Part One of Two on the growing issue of senior citizens as targets
Although identity thieves readily use many of the same schemes on victims of all ages, particular methods against senior citizens make this type of fraud even easier.
Perhaps the easiest targets are elderly men and women who live in retirement homes, nursing homes, and assisted living centers. Many centers are unfortunately lax in inventorying and safeguarding belongings when a new resident arrives, and her personal information is often available and unprotected. Seniors’ wallets hold not only credit cards, but also Medicare cards, which display the owner’s SSN. Unscrupulous people who have access to these seniors know that any accusation of a stolen wallet from an overly trusting elder, or from one suffering from dementia, is tough to prove. The son of an elderly Arizona man, for example, worked tirelessly to help catch the person who stole his father’s credit cards – only to find that the thief was actually a caregiver in his father’s assisted living center.

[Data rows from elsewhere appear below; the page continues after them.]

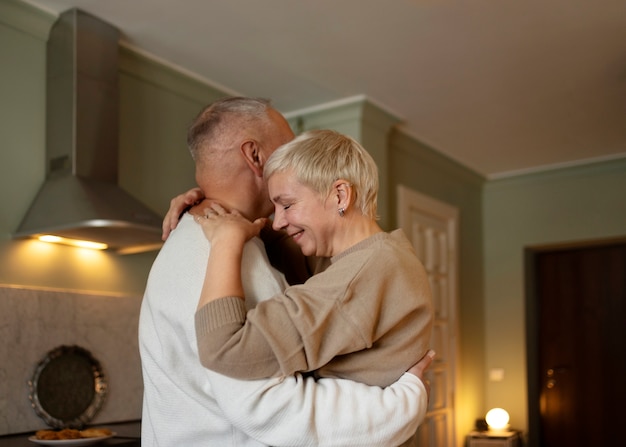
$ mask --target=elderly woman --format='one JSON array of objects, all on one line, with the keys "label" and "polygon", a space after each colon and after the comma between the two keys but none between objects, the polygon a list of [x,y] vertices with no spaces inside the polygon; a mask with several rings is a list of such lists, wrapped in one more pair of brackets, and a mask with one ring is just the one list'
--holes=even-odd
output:
[{"label": "elderly woman", "polygon": [[378,171],[355,140],[310,131],[277,149],[264,177],[273,228],[330,265],[247,311],[241,285],[249,222],[213,205],[197,219],[211,242],[196,313],[204,366],[255,379],[310,371],[387,386],[428,350],[428,278],[402,230],[376,223]]}]

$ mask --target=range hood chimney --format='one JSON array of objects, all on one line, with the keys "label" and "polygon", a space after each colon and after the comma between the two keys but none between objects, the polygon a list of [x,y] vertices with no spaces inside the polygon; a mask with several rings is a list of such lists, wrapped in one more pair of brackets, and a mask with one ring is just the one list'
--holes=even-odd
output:
[{"label": "range hood chimney", "polygon": [[78,9],[53,25],[46,179],[15,238],[54,235],[121,253],[160,247],[162,218],[117,183],[118,40],[116,28]]}]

Another type of identity theft that shows surprisingly large numbers (more than two million affected, according to the security firm ID Analytics) is happening in the elder’s actual family. The fraud commonly reveals itself when there are two people using the same Social Security Number with the same last name, but different first names. Other, less “documented” theft ranges from manipulating an elderly parent or grandparent into giving his or her password for bank or investment accounts, to obtaining their signature as a co-signer for a loan or cash advance, or filling out and returning a credit card application received in the mail. Many times, victims will never report this silent act of betrayal, choosing instead to endure collections calls and tarnished credit reports, or even relenting to pay the bills themselves.